La création de l’association loi 1901 en 2019 permet au réseau d’embaucher une employée à mi-temps, qui dépasse bien souvent son temps supposé de travail. Elle est, entre autres, chargée de trouver des financements plus pérennes, d’être un relai au sein du réseau, d’améliorer le site Internet et d’identifier les contacts pour essaimer la démarche vers d’autres territoires français. Son travail est donc indispensable pour alléger celui des enseignants et permettre l’autonomie du réseau.
L’académie de Lyon a été plusieurs fois sollicitée pour des demandes de décharge horaire des enseignants mais n’a jamais répondu favorablement.

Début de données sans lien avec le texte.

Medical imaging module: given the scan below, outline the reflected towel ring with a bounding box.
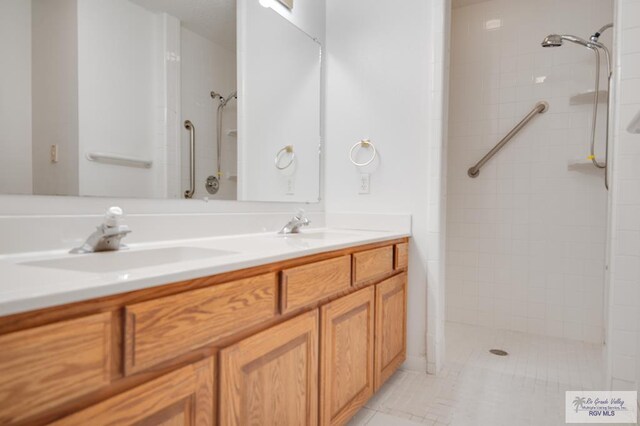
[349,139,378,167]
[274,145,296,170]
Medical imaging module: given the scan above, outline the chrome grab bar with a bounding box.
[184,120,196,198]
[467,101,549,178]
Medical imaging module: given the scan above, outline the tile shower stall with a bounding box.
[446,0,614,343]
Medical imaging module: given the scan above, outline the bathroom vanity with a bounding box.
[0,236,408,425]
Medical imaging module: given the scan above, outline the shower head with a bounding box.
[540,34,562,47]
[540,34,595,49]
[221,90,238,108]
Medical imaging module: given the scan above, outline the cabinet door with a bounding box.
[54,358,214,426]
[320,287,374,425]
[219,310,318,426]
[375,272,407,391]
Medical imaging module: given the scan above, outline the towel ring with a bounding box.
[349,139,378,167]
[274,145,296,170]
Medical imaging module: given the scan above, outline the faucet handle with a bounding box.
[104,206,124,228]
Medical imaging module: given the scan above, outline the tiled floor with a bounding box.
[349,323,603,426]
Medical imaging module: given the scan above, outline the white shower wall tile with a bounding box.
[446,0,608,342]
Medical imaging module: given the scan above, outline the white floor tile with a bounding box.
[350,323,603,426]
[367,413,423,426]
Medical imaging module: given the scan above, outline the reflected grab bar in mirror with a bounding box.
[467,101,549,178]
[86,152,153,169]
[184,120,196,198]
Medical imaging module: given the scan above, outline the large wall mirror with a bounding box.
[0,0,321,202]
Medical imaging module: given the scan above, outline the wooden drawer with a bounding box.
[353,246,393,286]
[280,255,351,314]
[124,273,278,375]
[393,243,409,269]
[0,312,111,424]
[53,358,215,426]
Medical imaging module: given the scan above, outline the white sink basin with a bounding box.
[22,247,235,273]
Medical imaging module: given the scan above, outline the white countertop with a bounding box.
[0,229,409,316]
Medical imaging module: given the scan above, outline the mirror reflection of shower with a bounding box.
[541,24,613,189]
[206,90,238,194]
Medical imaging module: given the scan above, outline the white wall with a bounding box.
[0,0,33,194]
[78,0,160,197]
[180,27,237,200]
[607,0,640,391]
[325,0,444,370]
[31,0,79,195]
[446,0,613,342]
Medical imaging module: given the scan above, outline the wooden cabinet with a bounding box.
[219,310,318,426]
[53,358,215,426]
[280,256,351,314]
[0,239,408,426]
[393,243,409,269]
[0,312,111,424]
[353,246,393,286]
[375,272,407,391]
[124,274,278,374]
[320,287,375,425]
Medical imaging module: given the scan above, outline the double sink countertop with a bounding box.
[0,228,409,316]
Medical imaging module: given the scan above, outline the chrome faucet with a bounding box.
[278,209,311,234]
[69,207,131,254]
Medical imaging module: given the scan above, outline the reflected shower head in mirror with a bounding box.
[540,34,594,49]
[220,90,238,107]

En ce qui concerne la volonté d’essaimage, l’amplitude du réseau qu’ont réussi à construire les acteur•rice•s n’est pas évidente à reproduire ailleurs. En effet, le projet demande en premier lieu des financements, et donc des collectivités locales prêtes à soutenir des démarches éducatives innovantes. Par exemple, la Métropole de Montpellier semble allouer d’importants moyens au déploiement technique de sa politique agroécologique et alimentaire, notamment dans les collèges, mais ne développe pas de volet éducatif qui correspondrait pourtant à son ambition politique. De plus, les zones dans lesquelles sont déjà implantées des associations ayant l’habitude de travailler avec les établissements peuvent ne pas voir la nécessité ou l’opportunité d’intégrer ou de reproduire ce réseau.
Enfin, l’investissement de la recherche dans le projet peut apparaître comme un frein, autant pour des enseignant•e•s qui ne seraient pas intéressé•e•s par ce partenariat que pour la pérennité d’une démarche entreprise dans des secteurs plus pauvres en universités ou moins intéressés.

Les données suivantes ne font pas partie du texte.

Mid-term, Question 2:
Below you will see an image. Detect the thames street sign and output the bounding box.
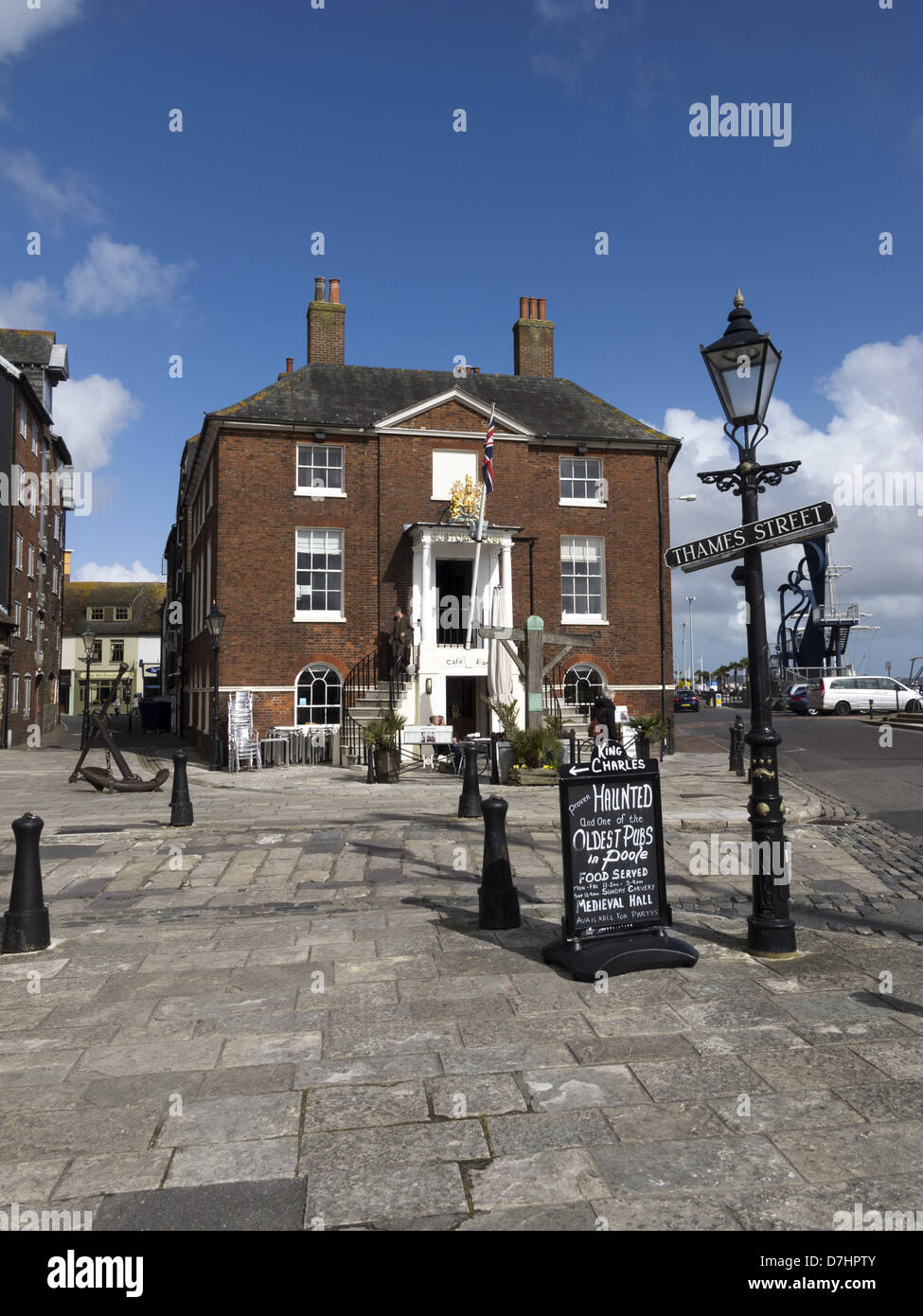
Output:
[664,503,836,571]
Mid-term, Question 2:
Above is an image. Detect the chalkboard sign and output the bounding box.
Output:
[559,743,671,941]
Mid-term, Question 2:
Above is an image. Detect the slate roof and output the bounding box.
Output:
[216,365,678,446]
[0,329,54,365]
[62,580,168,635]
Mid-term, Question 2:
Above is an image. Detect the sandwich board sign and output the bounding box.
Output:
[542,742,700,982]
[664,503,836,571]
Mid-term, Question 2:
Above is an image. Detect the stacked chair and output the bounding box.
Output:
[228,689,262,773]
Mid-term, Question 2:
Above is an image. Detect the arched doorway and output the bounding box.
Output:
[295,662,343,726]
[563,662,607,715]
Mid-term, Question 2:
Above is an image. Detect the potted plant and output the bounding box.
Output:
[508,726,561,786]
[628,713,669,758]
[362,712,407,782]
[545,713,570,763]
[481,695,519,786]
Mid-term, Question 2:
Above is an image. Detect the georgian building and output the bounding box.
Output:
[0,329,72,748]
[165,279,680,750]
[61,570,166,713]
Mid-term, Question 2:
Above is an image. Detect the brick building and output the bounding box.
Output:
[61,567,166,713]
[165,279,680,749]
[0,329,72,748]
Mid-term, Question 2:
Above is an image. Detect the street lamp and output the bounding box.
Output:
[80,627,97,749]
[205,598,225,773]
[700,288,801,958]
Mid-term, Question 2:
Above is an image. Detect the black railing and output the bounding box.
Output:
[541,664,563,718]
[340,645,382,763]
[340,640,414,766]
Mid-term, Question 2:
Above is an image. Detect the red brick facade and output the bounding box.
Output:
[172,290,678,752]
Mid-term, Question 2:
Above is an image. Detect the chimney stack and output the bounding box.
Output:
[512,297,555,378]
[308,279,346,365]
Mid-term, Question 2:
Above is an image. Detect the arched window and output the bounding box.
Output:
[563,662,606,713]
[295,662,343,726]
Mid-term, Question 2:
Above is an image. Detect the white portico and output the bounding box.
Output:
[407,523,523,735]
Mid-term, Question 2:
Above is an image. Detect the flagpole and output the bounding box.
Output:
[465,485,488,649]
[465,402,496,649]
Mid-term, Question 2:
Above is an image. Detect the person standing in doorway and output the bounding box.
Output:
[391,607,414,672]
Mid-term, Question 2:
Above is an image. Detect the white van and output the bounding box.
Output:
[808,676,923,716]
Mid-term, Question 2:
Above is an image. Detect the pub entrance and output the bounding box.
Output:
[435,558,478,645]
[445,676,488,739]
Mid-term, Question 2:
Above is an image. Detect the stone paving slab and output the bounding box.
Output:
[0,752,923,1232]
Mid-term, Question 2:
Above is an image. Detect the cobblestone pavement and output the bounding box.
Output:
[0,749,923,1232]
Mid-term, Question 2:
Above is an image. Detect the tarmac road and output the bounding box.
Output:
[676,708,923,837]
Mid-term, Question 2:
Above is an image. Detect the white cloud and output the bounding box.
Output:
[71,558,166,581]
[663,335,923,675]
[0,279,54,329]
[0,0,81,60]
[54,375,141,471]
[0,151,102,223]
[64,234,192,314]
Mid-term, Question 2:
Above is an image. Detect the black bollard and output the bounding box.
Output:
[458,745,481,819]
[734,713,744,776]
[1,813,51,955]
[169,749,192,827]
[478,795,522,931]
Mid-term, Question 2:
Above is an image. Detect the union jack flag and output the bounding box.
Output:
[481,407,495,493]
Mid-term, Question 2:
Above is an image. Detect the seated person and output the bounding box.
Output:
[429,713,462,772]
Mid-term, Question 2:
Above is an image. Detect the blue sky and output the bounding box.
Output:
[0,0,923,675]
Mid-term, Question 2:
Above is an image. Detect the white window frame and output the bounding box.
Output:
[293,525,346,622]
[429,448,473,503]
[295,443,346,497]
[561,534,609,625]
[559,454,609,507]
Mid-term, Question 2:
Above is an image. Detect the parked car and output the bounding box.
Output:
[785,685,818,718]
[673,689,700,713]
[808,676,923,718]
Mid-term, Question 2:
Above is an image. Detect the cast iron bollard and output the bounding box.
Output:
[1,813,51,955]
[169,749,192,827]
[478,795,522,931]
[458,743,481,819]
[731,713,744,776]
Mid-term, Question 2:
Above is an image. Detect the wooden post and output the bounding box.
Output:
[525,616,545,730]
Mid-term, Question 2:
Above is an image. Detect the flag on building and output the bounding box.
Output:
[481,405,496,493]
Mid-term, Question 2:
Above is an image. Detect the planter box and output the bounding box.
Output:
[506,767,559,786]
[375,749,400,784]
[496,741,513,786]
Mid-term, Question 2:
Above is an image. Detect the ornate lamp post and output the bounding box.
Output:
[80,627,97,749]
[205,600,225,773]
[700,288,801,957]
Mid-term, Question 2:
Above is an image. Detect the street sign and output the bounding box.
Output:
[664,503,836,571]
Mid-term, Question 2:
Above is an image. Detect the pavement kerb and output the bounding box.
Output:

Initialement conçue comme un projet exploratoire, la démarche pédagogique décrite est aujourd’hui clairement interdisciplinaire, ancrée dans son territoire et reconnue par les collectivités locales et le milieu associatif. Innovante par les liens qu’elle a su tisser entre plusieurs mondes, tels que la recherche, l’éducation scolaire, l’agriculture, les politiques publiques, elle continue d’être vectrice d’innovations inattendues. Celles-ci n’ont pas lieu uniquement dans le domaine alimentaire et ne sont pas strictement limitées aux relations enseignants-ado-parents mais sont pluri-institutionnelles et multidisciplinaires :
→ articulation de champs de savoir au collège autrement que par les programmes ;
→ collaboration entre enseignant•e•s pour une société plus inclusive ;
→ implication d’acteur•rice•s nouveaux•elles pour des prismes de lecture inédits : artistique, journalistique, etc.

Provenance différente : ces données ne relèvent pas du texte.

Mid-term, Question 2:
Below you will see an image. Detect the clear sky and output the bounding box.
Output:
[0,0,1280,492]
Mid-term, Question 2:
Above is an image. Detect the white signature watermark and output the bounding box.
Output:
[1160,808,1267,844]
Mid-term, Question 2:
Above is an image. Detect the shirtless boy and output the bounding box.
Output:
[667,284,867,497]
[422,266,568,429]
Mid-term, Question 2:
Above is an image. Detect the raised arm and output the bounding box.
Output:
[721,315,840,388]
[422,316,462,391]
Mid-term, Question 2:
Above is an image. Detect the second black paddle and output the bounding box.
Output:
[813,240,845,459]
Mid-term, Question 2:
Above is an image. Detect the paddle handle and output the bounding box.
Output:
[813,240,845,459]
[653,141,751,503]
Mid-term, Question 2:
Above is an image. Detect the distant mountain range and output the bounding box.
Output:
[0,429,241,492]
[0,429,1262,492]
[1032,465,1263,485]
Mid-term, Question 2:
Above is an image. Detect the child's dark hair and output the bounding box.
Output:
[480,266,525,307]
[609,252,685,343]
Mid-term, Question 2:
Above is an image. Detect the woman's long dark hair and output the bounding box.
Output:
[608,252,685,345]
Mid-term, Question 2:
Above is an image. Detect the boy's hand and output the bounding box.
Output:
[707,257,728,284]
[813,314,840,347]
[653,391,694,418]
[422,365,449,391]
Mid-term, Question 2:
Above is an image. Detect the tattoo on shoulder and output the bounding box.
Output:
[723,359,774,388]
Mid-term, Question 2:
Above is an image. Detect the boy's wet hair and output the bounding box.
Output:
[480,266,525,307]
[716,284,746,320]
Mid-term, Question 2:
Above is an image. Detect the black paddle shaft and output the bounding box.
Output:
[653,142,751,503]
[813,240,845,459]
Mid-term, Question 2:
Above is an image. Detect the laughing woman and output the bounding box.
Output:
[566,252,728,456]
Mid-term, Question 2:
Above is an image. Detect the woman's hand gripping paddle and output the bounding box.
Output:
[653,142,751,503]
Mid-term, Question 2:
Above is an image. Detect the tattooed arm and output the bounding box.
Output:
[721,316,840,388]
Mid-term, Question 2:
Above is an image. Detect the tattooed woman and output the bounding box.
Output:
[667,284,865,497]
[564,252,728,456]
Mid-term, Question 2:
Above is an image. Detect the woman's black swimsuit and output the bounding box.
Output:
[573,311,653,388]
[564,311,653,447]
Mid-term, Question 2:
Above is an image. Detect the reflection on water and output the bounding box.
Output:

Cet ensemble participe à affirmer l’école en tant qu’actrice du territoire et facilitatrice de transitions. De multiples analyses pourraient encore être faites sur cette démarche tant elle est multidimensionnelle. Notamment, on peut penser cette initiative comme la construction de nouveaux éléments de citoyenneté permettant d’aspirer à une sécurisation alimentaire qui :
→ remet les personnes au cœur de la démarche,
→ pense système alimentaire et ne traite pas séparément les quatre éléments (production, transformation, commercialisation, consommation),
→ met l’accent sur les conditions d’accès.
Cette manière de penser l’apprentissage de la solidarité alimentaire et de la gouvernance des territoires dans une pluralité d’approches résonne particulièrement dans le cadre de la démocratie alimentaire (Paturel, 2019).